Pub: Gollancz. 342 page hardback. Price: £ 9.99 (UK - a special introductory offer from Gollancz but it's possible to buy this a bit cheaper from on-line booksellers). ISBN: 0-575-07313-6

Check out website: www.orionbooks.co.uk


Despite the fact that this novel is cleverly written with good measures of wit and satire, it was a strain to read.

It would sit there on my desk, I'd read a little, throw it down and force myself back to it at a later date. Reading the entire book took approximately three weeks, such was its burdensome obligation.

This certainly isn't a book I'd choose from a bookshop myself. One look at the cover would have been enough to put me off and the contents, a macabre adventure in Toycity, left me wondering what it was supposed to be about. Political and social analogies may have lurked in the pages but I wasn't (or didn't want to be) astute enough to discern their existence let alone meaning.

Anyway, I don't like Toytown or Toycity stories, child or adult notwithstanding and inserting a lot of fairy tale characters only made it worse for me.

Apart from the fact that I found the contents too silly to be bothered with, books like this take up valuable time which would be better spent reading, say, the workshop manual for a 1967 Ford Anglia.
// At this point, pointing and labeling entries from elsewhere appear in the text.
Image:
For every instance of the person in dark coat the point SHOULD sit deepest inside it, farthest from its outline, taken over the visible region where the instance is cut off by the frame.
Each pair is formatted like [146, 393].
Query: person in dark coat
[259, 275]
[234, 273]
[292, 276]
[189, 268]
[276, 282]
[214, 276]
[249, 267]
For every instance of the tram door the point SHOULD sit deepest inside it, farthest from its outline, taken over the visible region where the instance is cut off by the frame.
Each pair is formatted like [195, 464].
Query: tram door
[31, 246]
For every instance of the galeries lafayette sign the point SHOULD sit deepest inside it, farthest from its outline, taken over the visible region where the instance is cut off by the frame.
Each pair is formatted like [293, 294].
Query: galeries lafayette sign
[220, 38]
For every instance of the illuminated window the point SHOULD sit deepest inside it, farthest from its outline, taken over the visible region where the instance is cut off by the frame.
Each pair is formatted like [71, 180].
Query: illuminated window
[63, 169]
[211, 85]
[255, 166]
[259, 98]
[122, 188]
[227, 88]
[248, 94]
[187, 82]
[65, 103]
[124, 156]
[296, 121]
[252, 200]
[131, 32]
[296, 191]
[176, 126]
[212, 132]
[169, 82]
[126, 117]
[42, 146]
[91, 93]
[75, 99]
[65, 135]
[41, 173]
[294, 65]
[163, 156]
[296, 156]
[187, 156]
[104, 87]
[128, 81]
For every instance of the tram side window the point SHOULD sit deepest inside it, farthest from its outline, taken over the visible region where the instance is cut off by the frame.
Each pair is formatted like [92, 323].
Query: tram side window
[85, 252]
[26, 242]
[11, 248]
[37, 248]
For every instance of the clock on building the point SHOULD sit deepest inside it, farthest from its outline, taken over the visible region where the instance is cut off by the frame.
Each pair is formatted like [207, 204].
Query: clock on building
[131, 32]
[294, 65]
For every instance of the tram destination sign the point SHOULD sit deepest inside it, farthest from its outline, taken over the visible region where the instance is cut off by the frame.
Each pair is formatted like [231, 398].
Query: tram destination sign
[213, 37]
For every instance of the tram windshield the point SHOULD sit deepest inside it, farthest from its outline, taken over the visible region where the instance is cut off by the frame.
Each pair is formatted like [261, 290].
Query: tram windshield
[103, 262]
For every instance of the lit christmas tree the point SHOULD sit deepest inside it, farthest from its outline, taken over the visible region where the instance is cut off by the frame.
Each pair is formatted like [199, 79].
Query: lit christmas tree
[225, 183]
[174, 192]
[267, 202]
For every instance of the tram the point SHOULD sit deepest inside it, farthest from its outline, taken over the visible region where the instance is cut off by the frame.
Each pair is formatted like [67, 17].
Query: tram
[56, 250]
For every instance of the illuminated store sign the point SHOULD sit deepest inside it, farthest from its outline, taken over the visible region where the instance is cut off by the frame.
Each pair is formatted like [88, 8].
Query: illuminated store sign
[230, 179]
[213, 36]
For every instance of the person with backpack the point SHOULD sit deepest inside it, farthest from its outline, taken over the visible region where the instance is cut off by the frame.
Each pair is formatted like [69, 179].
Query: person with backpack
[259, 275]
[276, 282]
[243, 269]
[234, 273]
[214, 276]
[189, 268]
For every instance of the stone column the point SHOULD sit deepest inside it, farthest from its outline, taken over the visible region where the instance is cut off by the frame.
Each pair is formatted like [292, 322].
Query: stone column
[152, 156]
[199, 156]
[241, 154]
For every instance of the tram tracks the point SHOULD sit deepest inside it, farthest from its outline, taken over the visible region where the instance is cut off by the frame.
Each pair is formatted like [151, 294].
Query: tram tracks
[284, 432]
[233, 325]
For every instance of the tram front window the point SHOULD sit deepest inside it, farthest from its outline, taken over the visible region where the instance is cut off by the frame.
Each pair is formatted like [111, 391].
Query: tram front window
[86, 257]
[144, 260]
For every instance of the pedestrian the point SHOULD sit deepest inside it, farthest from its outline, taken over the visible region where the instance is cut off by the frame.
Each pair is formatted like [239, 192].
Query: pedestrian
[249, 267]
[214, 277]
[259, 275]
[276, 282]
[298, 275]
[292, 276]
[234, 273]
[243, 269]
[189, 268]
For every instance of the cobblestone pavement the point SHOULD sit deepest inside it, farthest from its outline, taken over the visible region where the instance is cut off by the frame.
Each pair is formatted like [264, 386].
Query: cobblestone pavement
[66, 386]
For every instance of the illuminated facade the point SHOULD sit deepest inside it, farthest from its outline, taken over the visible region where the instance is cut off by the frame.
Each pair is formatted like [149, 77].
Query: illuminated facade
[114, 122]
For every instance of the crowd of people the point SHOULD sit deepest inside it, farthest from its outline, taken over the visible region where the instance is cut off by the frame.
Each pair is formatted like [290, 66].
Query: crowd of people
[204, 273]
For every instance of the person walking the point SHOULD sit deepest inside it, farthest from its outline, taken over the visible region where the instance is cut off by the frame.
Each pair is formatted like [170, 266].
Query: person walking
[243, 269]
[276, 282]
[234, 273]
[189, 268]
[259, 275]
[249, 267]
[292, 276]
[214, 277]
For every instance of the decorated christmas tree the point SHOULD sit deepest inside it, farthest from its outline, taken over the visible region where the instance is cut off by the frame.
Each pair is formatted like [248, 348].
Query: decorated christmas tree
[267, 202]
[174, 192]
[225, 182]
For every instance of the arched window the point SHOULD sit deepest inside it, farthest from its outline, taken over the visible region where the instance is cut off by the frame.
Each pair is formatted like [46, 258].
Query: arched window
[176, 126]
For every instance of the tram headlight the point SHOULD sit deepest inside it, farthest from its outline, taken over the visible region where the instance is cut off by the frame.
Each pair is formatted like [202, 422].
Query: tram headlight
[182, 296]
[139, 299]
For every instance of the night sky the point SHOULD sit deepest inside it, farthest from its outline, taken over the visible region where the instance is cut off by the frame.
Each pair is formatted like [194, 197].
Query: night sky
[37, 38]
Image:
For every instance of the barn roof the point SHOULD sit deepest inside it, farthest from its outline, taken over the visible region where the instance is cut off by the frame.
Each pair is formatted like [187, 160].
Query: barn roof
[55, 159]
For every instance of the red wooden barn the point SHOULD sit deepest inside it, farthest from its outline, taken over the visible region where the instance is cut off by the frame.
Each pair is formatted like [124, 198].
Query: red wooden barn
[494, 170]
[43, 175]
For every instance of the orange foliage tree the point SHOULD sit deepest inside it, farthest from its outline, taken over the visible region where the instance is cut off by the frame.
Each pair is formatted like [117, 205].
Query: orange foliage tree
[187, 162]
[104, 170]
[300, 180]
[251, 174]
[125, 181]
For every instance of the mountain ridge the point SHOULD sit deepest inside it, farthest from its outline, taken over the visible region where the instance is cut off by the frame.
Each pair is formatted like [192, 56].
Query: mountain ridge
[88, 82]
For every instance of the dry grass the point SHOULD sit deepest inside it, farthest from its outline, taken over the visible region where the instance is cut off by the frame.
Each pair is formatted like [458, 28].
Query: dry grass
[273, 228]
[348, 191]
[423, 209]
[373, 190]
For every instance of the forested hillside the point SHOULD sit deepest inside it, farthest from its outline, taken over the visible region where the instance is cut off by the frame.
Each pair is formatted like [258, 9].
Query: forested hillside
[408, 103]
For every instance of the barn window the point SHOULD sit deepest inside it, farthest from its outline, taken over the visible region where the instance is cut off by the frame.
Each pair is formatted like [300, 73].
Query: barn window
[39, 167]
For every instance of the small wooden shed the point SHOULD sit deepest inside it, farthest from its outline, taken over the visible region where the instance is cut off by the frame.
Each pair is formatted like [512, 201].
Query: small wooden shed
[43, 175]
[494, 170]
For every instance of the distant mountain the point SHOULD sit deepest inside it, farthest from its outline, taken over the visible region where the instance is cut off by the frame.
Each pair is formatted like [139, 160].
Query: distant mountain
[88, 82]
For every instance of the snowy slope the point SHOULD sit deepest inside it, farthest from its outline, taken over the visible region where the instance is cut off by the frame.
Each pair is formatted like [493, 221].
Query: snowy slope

The main problem was my lack of empathy for any of the characters. Most novels do have characters that you can identify with, even to a little extent and, if this isn't possible, sympathy is always there to make you care about their fates.

Nobody I know gives a damn about nursery rhyme characters, regardless of how they are portrayed and it's a sure fire bet that none of us identify with them. In fact, quite the reverse is possible. Think back to primary school where the local fat boy was called Humpty Dumpty and the quiet little girl, Little Bo Peep.

And there were usually a Jack and Jill lurking about: you know the pair who went up a hill somewhere in our vicinity with Jack coming down minus half a crown and Jill without her virginity. (I think that's how it went.)

This book commences with Jack making his way to the city. After escaping the clutches of a cannibalistic farmer, he takes a horse and ends up in a diner where the chef is a wooden man. The next encounter is with an alcohol-soaked teddy bear called Eddie and this is where I threw the book down for the first time.

A serial killer is doing nasty deeds about the city. Humpty Dumpty, a rich egg from the copyright proceedings of his nursery rhyme, is hard-boiled in his own swimming pool while Little Boy Blue has a shepherd's crook reverse thrusted through his digestive system. Nasty stuff!

Eddie and Jack investigate the killings and get into all sorts of trouble. Funny stuff? Some say he's a thinking man's Monty Python. I've been a Python fan for years but see very little similarity here. Incidentally, if you're looking for Mother Goose within the pages, she's a brothel keeper who gets her neck wrung. But who is this mystery killer?

Agatha Christie, eat your heart out - which she'd probably do in one of Rankin's novels. You'll have to read the book to find out.

Rankin is a well-known author with a big following and a large fan club. This far into the review you'll have guessed that I'm not included in his entourage. He has had well over twenty books published to date, including 'East of Ealing', 'Snuff Fiction' and 'The Brentford Chainstore Massacre'.

They are all of a similar nature. It's the stuff he writes and he makes a living out of it so why change a formula that seems to work? There seems to be lots of originality about his writing but it's a pity he can't apply himself to doing workshop manuals! In a website interview, he states he hasn't read any other fiction for twenty years! This makes him untainted by other influences.

If you are a fan of Robert Rankin and you think this material is for you, the special introductory price from the publisher makes purchasing a must! Appreciation of this book is just a matter of taste and one man's hollow chocolate bunnie is another man's poison.

The back cover shows a particularly mean picture of the author with dark sunglasses and a large, offensive drill. When about to write the review, I considered making up a piece of flattery so as to avoid me opening my door one day to find him there with gbh in mind.

Then I thought, the Men In Black are after me and they will probably get to me first.